1928 Cork Senior Hurling Championship
- Dates: 25 March 1928 – 21 October 1928
- Teams: 15
- Champions: Éire Óg (1st title) Dinny Barry-Murphy (captain)
- Runners-up: Mallow Michael Driscoll (captain)

Tournament statistics
- Matches played: 14
- Goals scored: 96 (6.86 per match)
- Points scored: 66 (4.71 per match)

= 1928 Cork Senior Hurling Championship =

Annual hurling competition season

The 1928 Cork Senior Hurling Championship was the 40th staging of the Cork Senior Hurling Championship since its establishment by the Cork County Board in 1887. The draw for the opening round fixtures took place at the Cork Convention on 29 January 1928. The championship began on 25 March 1928 and ended on 21 October 1928.
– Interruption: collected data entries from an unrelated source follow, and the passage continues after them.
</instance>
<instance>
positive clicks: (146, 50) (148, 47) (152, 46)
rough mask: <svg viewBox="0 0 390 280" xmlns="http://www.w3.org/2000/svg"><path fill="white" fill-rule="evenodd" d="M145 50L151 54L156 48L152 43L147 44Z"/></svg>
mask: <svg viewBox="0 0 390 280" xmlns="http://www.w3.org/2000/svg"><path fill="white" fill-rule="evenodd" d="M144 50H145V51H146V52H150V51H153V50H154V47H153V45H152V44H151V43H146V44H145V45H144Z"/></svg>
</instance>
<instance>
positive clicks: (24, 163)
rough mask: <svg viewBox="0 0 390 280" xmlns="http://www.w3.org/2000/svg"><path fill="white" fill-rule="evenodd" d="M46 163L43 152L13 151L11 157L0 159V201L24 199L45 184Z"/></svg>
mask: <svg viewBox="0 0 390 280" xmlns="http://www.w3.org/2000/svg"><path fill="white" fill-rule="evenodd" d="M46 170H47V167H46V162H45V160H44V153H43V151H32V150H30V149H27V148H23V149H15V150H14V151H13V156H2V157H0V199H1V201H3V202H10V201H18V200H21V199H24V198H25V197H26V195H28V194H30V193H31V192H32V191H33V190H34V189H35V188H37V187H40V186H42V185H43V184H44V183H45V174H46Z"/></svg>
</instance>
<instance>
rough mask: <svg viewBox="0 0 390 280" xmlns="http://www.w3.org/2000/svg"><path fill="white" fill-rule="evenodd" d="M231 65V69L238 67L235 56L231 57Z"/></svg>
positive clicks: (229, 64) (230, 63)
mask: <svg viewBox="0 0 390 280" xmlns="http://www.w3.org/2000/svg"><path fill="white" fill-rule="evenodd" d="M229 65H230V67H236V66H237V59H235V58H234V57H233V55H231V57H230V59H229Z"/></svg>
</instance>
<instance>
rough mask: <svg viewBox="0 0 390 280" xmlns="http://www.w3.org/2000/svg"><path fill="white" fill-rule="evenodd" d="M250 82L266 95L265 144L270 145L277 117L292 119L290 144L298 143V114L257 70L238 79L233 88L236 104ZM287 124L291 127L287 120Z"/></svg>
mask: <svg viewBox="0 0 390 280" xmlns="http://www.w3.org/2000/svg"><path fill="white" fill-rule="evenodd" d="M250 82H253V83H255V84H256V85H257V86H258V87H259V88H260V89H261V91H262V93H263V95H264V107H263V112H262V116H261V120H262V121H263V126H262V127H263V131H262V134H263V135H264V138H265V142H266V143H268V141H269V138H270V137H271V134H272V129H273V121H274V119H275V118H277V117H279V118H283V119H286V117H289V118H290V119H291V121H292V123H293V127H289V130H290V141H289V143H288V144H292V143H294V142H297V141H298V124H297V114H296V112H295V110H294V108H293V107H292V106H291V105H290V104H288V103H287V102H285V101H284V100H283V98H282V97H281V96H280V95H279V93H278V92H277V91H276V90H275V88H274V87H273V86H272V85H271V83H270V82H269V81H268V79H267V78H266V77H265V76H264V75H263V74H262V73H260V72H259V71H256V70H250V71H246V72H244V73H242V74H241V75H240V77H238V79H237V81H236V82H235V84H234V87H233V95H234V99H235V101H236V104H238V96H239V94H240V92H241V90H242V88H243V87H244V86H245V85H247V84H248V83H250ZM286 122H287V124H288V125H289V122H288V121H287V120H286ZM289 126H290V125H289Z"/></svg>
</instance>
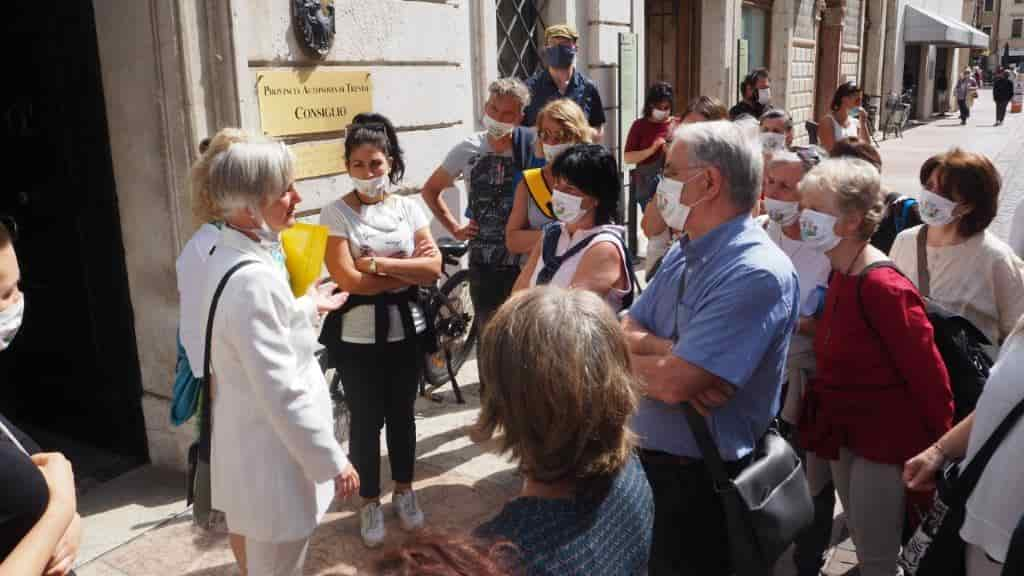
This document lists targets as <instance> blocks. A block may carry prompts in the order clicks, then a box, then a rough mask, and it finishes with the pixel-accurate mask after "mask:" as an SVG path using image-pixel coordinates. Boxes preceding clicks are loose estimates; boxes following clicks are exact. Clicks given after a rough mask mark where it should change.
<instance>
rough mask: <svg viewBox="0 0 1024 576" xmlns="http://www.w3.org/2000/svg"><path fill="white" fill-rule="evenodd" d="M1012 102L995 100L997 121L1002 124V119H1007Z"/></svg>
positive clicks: (995, 114)
mask: <svg viewBox="0 0 1024 576" xmlns="http://www.w3.org/2000/svg"><path fill="white" fill-rule="evenodd" d="M1009 104H1010V100H1002V101H999V100H995V121H996V122H1002V119H1004V118H1006V117H1007V105H1009Z"/></svg>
Blackrock were the defending champions, however, they were defeated by Mallow in the second round.

On 21 October 1928, Éire Óg won the championship following a 5–02 to 3–02 defeat of Mallow in the final. It remains their only championship title.

==Team changes==
===To Championship===

Promoted from the Cork Intermediate Hurling Championship
- Cobh

==Championship statistics==
===Miscellaneous===

- The 5–02 to 2-05 first round defeat of St. Finbarr's by Collins was declared null and void after an objection by St. Finbarr's was upheld.
- Mallow's defeat of Blackrock in the second round was regarded at the time as one of the biggest shocks in the history of the championship. It inspired the song When Mallow Beat Blackrock.
- Éire Óg win their first, and to date only, title.
- Éire Óg are the first non city club to win the title since 1918.
- Mallow qualify for their first county final.